In September of 2013 the website Living Music Resource first launched. Its founder, Nancy Maria Balach, is a professor in the music department. She was given the go ahead to begin the project with a sabbatical from the university.
The website is an online database of concise video interviews on key singer issues, currently featuring living composers and singers. It is designed to be a research and learning tool for music professors and students.
Balach said her inspiration for the site began in 2005 while she was interviewing composers for another project. While teaching a music course at the university, her interest and motivation increased. She said that when she asked her students to do some research, they would go straight to YouTube and have little to no idea what they were listening to in the example. They would also have to listen to long interviews or video clips just to get a small amount of useful information out of it.
One of her goals is to change the way music students and people view classical music. She focuses on interviewing and listing living, current composers and singers.
“I think that LMR is going to be this thing that upholds the traditions of the past but embraces the technology and thought processes of the current century that we’re in,” Balach said.
Plans for the website include the live streaming of interviews with artists who give feedback to viewers in partnership with the Ford Center. The website currently has two interview events coming up that are designed to get professors on board with Living Music Resource as a tool for their students. The events are part of Living Music Resource’s Beat interview series, and the first is being held in the Ford Center March 25 with composer Sara Carina Graef. A second event is planned for May 2 with composer William Bolcom and singer Joan Morris.
Living Music Resource also gives several students the ability to help with it. Currently Balach has two music students interning. Sophomore Heather Higginbotham is volunteering, and sophomore Claudia Salcedo has worked with Balach to get service hours needed for the Sally McDonnell Barksdale Honors College.
“I first got involved with Living Music Resource when I was discussing with Ms.
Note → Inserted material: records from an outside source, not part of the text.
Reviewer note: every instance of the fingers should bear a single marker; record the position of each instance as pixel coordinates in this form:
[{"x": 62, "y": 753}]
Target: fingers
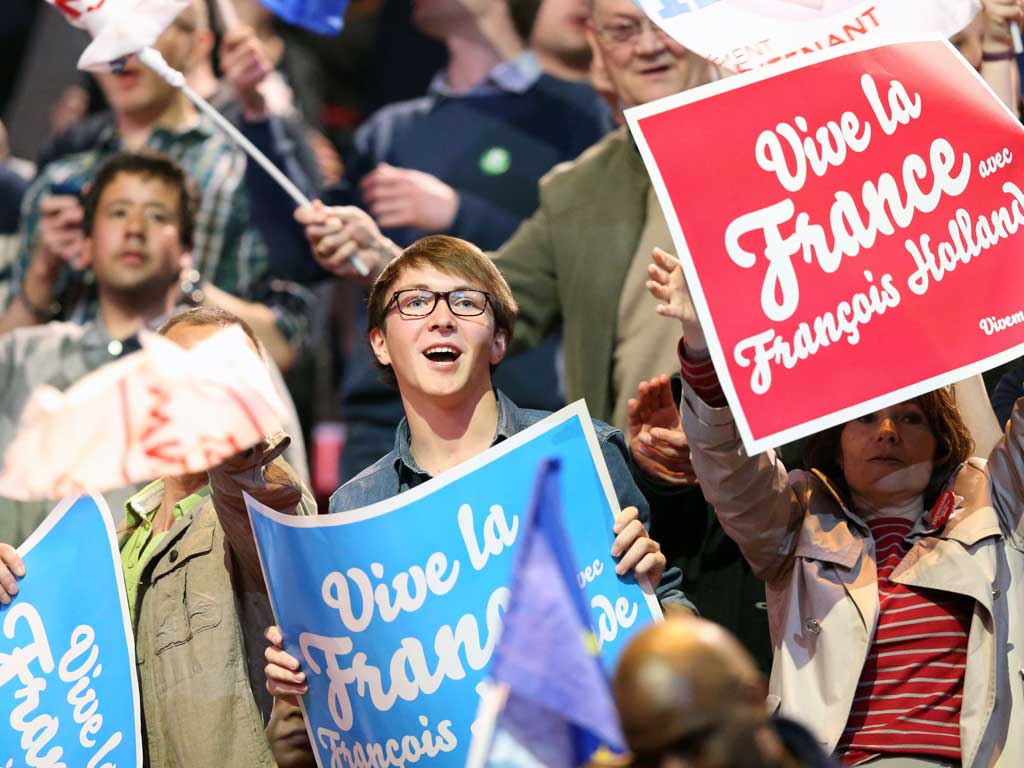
[
  {"x": 629, "y": 535},
  {"x": 640, "y": 547},
  {"x": 665, "y": 260},
  {"x": 284, "y": 674},
  {"x": 11, "y": 568},
  {"x": 624, "y": 517},
  {"x": 651, "y": 566}
]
Balach, who is also my voice teacher, about how I needed service hours for the honors college and if it would be possible to complete them through LMR,” Salcedo said. “Even after I completed my hours, I still enjoy participating with LMR in any way I can.”
In addition to completing other tasks, Salcedo has been charged with collecting contacts for Living Music Resource.
“It involved picking a state, going to each university’s website and collecting music faculty members’ names, emails and area of expertise (specifically, opera, voice and/or composition)” she said.
Balach said she will continue to add artists to the database several times over the course of every year.
“I’d say four people a year, at a minimum being added,” she said. “Again, that’s all contingent on having more staff.”
For now, the website is free. Balach said she thinks that someday schools may pay a small fee so their students can use it for free. Other individuals might also have to pay a nominal fee to use the website, but she maintains that she wishes it to stay free as long as possible.
The first Beat interview is March 25 from 12:30 p.m. to 1:30 p.m. in the Ford Center.